Secara umum lembaga parlemen diisi oleh mayoritas kaum laki-laki, karena dunia politik merupakan arena yang umum bagi laki-laki. Namun, hal unik terjadi di Rwanda. Negara yang terletak di kawasan Afrika Timur ini memiliki lembaga parlemen yang didominasi oleh perempuan. Persentase perempuan mencapai 63,8%, atau 51 dari total 80 kursi di parlemen Rwanda (IPU Parline 2024).

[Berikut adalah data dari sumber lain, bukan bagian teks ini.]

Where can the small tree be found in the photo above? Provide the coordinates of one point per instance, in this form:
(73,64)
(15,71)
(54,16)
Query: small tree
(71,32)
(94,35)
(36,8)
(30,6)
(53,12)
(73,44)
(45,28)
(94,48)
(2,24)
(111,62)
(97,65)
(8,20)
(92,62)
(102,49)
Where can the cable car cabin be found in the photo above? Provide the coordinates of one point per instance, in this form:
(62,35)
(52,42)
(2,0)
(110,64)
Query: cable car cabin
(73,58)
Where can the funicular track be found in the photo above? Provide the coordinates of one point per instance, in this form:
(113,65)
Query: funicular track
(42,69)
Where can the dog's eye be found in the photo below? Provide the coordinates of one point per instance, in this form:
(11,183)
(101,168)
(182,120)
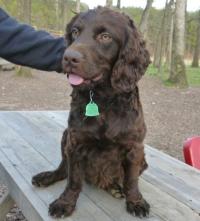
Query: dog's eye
(75,33)
(104,37)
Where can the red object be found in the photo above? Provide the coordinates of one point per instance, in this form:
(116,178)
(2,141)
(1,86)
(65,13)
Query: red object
(191,150)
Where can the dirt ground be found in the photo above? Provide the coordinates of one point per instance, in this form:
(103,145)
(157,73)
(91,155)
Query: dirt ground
(172,115)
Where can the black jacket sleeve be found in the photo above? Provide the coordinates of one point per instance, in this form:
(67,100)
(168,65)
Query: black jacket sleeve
(23,45)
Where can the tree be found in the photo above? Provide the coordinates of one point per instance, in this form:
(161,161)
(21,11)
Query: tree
(78,6)
(119,4)
(144,19)
(195,62)
(63,11)
(109,3)
(178,71)
(26,17)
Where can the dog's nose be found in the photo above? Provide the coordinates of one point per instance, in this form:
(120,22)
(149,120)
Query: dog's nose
(72,56)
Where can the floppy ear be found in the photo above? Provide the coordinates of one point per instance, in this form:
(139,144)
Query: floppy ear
(68,29)
(132,62)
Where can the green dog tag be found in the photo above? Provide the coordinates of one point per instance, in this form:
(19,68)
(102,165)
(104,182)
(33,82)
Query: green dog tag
(92,110)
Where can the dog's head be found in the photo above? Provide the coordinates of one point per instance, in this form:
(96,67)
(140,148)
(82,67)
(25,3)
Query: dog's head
(104,45)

Fenomena ini cukup unik, mengingat Rwanda merupakan negara dunia ketiga, tetapi dalam perkembangannya mampu mencapai kesetaraan gender di dunia politik.
Pencapaian tersebut bukanlah suatu fenomena tanpa sebab. Kebijakan yang dilakukan Rwanda lahir atas konflik etnis dan genosida yang terjadi di tahun 1994. Konflik yang berlangsung selama 100 hari ini menewaskan 500.000 hingga 1.000.000 orang etnis Tutsi dan mayoritas korban adalah laki-laki. Banyaknya korban laki-laki dalam peristiwa genosida tersebut membuat populasi perempuan lebih tinggi dibanding laki-laki. Populasi perempuan diperkirakan sebesar 70% pasca genosida tersebut. Secara terpaksa perempuan di Rwanda mengambil peran yang jauh lebih besar di pemerintahan, termasuk parlemen (Handelman 2017: 134).
Genosida membawa masalah serius bagi Rwanda. Hal ini membuat pemerintah Rwanda merekonsiliasi negara dengan berbagai kebijakan pembangunan. Salah satu kebijakan untuk mempercepat pembangunan pasca genosida adalah mendorong partisipasi perempuan dalam sektor pemerintahan, seperti parlemen. Pada tahun 2003, Rwanda menetapkan konstitusi terbaru di negaranya. Konstitusi ini tertuang dalam Pasal 10 ayat 4 konstitusi Rwanda yang berbunyi sebagai berikut (Constitute Project 2024):
"Building a State governed by the rule of law, a pluralistic democratic government, equality for all Rwandans and between men and women is affirmed with womenoccupying at least thirty percent (30%) of positions in decision-making organs."
Jika diterjemahkan ke dalam bahasa Indonesia pasal tersebut berbunyi:
"Membangun sebuah Negara yang diatur oleh aturan hukum, sebuah pemerintahan demokratis yang majemuk. Kesetaraan untuk semua orang Rwanda dan antara laki-laki dan perempuan ditegaskan dengan perempuan menduduki setidaknya tiga puluh persen (30%) dari posisi dalam organ-organ pengambilan keputusan."
Berdasarkan pasal 10 ayat 4 konstitusi tersebut, pemerintah Rwanda mengisyaratkan untuk menyertakan sekurang-kurangnya 30% perempuan dalam setiap jabatan pemerintahan, termasuk parlemen. Hal ini yang membuat parlemen Rwanda perlahan didominasi oleh perempuan.
Sebelum peristiwa genosida yang melumpuhkan Rwanda pada 1994, jabatan pemerintahan diisi oleh mayoritas laki-laki, termasuk jabatan parlemen. Sebelumnya, pencapaian tertinggi terkait representasi perempuan di parlemen Rwanda hanya 16% pada tahun 1988. Namun, semua berubah pasca genosida yang terjadi pada 1994, representasi perempuan di parlemen justru didominasi oleh perempuan. Terdapat perubahan signifikan dalam struktur politik Rwanda. Perempuan mengambil peran lebih aktif dalam pemerintahan. Tercatat pada tahun 2004 perempuan memiliki representasi yang tinggi di dunia dengan mencapai angka lebih dari 60% (VOA Indonesia). Dominasi perempuan di parlemen berlangsung secara terus menerus, hingga saat ini jumlah representasi perempuan di parlemen berjumlah 63,8% atau 51 dari total 80 kursi parlemen.
Selain itu, dominasi perempuan di parlemen Rwanda juga berimplikasi terhadap terbentuknya kebijakan-kebijakan politik yang responsif terhadap gender. Salah satunya adalah terbentuknya Forum Feminisme Rwanda, dan lain-lain (Eky Nanda 2011: 55). Hal ini membuktikan bahwa Rwanda bukan hanya berhasil mencapai kesetaraan gender dalam kuantitas (jumlah perempuan di parlemen), tetapi juga berhasil mencapai kualitas (kebijakan-kebijakan yang responsif terhadap gender).